Critico il presidente della Coldiretti, Ettore Prandini, secondo cui ci sarebbe addirittura il rischio di un cambiamento degli equilibri di mercato, e del mantenimento della competitività del sistema produttivo nazionale. «Si è trattato - ha detto Prandini - di una vera e propria operazione lampo, messa a segno con la politica “distratta” dal confronto elettorale, che rischia di essere pagata dagli allevatori italiani ai quali la Lactalis ha infatti appena minacciato di ridurre unilateralmente il prezzo del latte alla stalla sottoscritto solo pochi mesi fa, in controtendenza rispetto all’andamento del mercato».

Ettore Prandini

Coldiretti chiede inoltre che siano resi pubblici tutti i termini dell’accordo e che siano pretese “adeguate garanzie sulle produzioni, sulla tutela delle denominazioni dalle imitazioni, sulla difesa dei posti di lavoro e sull’eventuale abuso di posizioni dominanti sul mercato lattiero caseario, strategico per il Made in Italy”.

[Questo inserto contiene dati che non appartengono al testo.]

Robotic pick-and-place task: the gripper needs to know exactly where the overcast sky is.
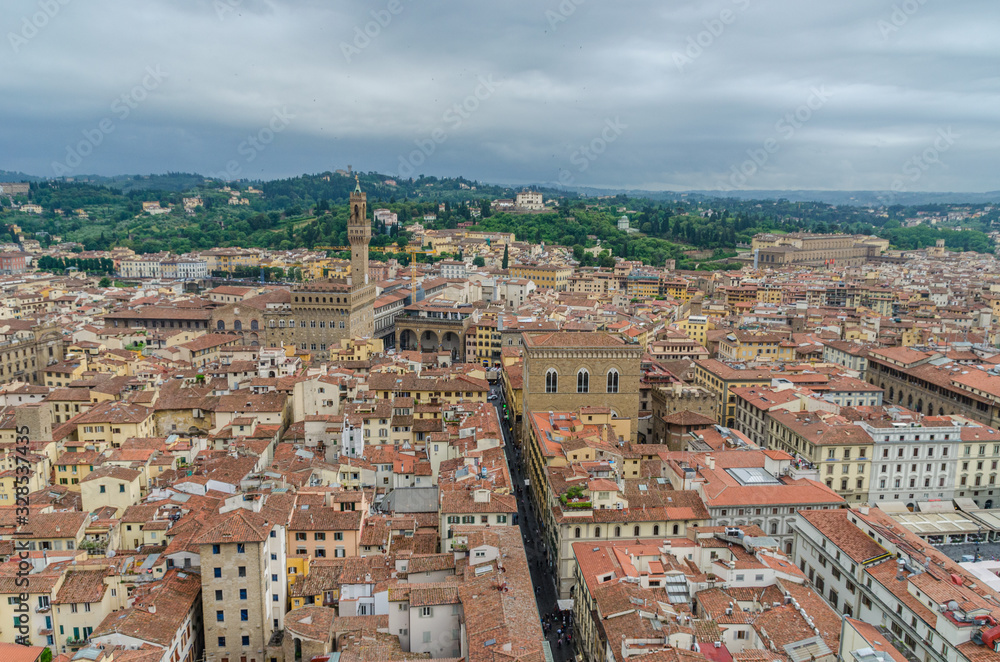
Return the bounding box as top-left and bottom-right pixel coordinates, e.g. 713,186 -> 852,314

Altri toni, quelli utilizzati da Massimiliano Giansanti, presidente di Confagricoltura: «L’acquisizione - dice - riguarda una Dop che ha un rigido disciplinare di produzione, orgoglio del Made in Italy. Accordi come questo rientrano nel normale processo di partecipazione a un mercato unico: già l’attuale proprietà era a capitale straniero e così rimane, pur cambiando bandiera. Insomma, il Parmigiano Reggiano non è in svendita per l’operazione Lactalis. Non esiste il rischio di delocalizzazione poiché il mercato è in mano agli allevatori italiani che hanno i titoli per produrre latte con le regole stabilite dal disciplinare, garanzia di alta qualità e forte legame con il territorio. Un’eventuale delocalizzazione, tra l’altro, farebbe perdere automaticamente il requisito del marchio e il formaggio prodotto non potrebbe più chiamarsi Parmigiano Reggiano».

Massimiliano Giansanti

Di prospettive occupazionali parla invece la Fai Cisl: «Si tratta di una acquisizione che va valutata sul piano delle prospettive industriali e occupazionali e non tramutata in un derby politico - sostiene il segretario generale, Onofrio Rota - ancora una volta la politica italiana si è distinta per saper fare molto rumore e zero fatti, visto che a nulla è servita la levata di scudi contro quella che è stata definita una ‘svendita’ del Parmigiano Reggiano. Come avevamo detto, servono meno slogan allarmistici e più fatti concreti per sostenere il lavoro italiano. Lactalis da parte sua ha fatto sapere di essere pronta a sostenere i prodotti Dop italiani nel mondo. Vigileremo affinché l’impegno venga mantenuto, perché la multinazionale francese investa seriamente nel nostro Paese per creare crescita e occupazione, valorizzare tutti i marchi e siti produttivi, le nostre filiere, aprire nuovi spazi di mercato, rafforzare la competitività del Made in Italy nel mondo».